I'd use a time series class such as xts
dat <- read.table(text="2011-10-24 01:00:00 12
2011-10-24 02:00:00 4
2011-10-24 19:00:00 18
2011-10-24 20:00:00 7
2011-10-24 21:00:00 4
2011-10-24 22:00:00 2
2011-10-25 00:00:00 4
2011-10-25 01:00:00 2
2011-10-25 02:00:00 2
2011-10-25 15:00:00 12
2011-10-25 18:00:00 2
2011-10-25 19:00:00 3
2011-10-25 21:00:00 2
2011-10-25 23:00:00 9
2011-10-26 00:00:00 13
2011-10-26 01:00:00 11", header=FALSE, stringsAsFactors=FALSE)
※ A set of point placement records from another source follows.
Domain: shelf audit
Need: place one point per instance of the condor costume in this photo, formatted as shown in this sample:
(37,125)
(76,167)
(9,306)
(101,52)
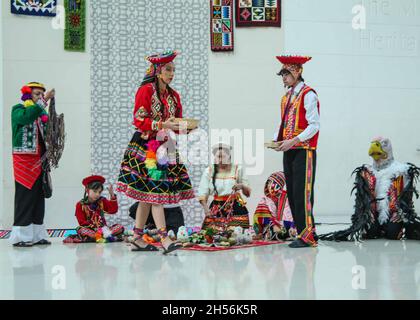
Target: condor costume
(29,121)
(300,119)
(384,198)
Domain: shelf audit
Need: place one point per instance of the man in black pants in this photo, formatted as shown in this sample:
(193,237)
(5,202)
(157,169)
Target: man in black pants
(298,137)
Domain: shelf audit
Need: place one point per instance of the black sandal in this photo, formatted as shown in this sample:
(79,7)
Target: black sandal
(149,247)
(23,244)
(172,247)
(42,242)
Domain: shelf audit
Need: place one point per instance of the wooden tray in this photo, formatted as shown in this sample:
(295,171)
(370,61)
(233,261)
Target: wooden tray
(191,123)
(271,144)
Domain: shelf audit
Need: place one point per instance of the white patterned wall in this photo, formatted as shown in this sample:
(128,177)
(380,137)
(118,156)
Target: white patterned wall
(122,34)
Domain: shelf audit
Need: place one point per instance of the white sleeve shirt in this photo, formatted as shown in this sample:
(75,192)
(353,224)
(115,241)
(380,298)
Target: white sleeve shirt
(312,116)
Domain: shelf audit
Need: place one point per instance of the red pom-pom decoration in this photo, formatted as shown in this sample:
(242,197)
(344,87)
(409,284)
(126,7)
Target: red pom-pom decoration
(26,90)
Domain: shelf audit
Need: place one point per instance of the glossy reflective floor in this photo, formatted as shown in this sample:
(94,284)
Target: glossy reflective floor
(376,269)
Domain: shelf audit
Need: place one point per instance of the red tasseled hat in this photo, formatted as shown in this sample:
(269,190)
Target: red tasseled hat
(163,58)
(296,60)
(86,181)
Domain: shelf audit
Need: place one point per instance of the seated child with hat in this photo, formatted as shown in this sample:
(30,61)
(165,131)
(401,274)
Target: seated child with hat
(90,213)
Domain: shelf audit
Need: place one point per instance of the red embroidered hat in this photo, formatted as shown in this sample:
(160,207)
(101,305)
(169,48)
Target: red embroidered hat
(156,62)
(293,60)
(86,181)
(162,58)
(292,63)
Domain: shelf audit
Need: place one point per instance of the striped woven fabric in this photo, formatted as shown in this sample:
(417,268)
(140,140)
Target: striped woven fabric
(53,233)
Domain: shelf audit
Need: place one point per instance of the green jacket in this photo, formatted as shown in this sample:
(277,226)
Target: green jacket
(25,120)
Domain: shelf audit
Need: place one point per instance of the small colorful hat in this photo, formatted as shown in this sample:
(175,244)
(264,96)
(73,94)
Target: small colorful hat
(36,85)
(275,185)
(94,178)
(222,146)
(157,61)
(292,63)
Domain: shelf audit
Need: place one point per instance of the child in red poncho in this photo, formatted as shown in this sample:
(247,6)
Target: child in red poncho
(90,213)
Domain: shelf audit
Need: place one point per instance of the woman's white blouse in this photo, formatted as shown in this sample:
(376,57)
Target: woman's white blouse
(224,182)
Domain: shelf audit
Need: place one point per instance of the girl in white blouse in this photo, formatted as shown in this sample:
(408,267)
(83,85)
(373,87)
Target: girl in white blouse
(224,181)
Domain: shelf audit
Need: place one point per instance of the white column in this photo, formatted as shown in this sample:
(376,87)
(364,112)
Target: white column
(2,127)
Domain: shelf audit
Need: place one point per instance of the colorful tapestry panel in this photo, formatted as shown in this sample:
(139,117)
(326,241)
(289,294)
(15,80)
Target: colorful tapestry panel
(221,25)
(258,13)
(34,7)
(75,33)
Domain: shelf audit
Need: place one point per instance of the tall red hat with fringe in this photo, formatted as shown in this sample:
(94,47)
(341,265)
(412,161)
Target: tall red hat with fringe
(292,63)
(156,62)
(86,181)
xobj <- xts(dat[, 3], as.POSIXct(paste(dat[, 1], dat[, 2])))
xts subsetting is very intuitive. For all data on "2011-10-25", do this
xobj["2011-10-25"]
# [,1]
#2011-10-25 00:00:00 4
#2011-10-25 01:00:00 2
#2011-10-25 02:00:00 2
#2011-10-25 15:00:00 12
#2011-10-25 18:00:00 2
#2011-10-25 19:00:00 3
#2011-10-25 21:00:00 2
#2011-10-25 23:00:00 9
You can also subset out time spans like this (all data between and including 2011-10-24 and 2011-10-25)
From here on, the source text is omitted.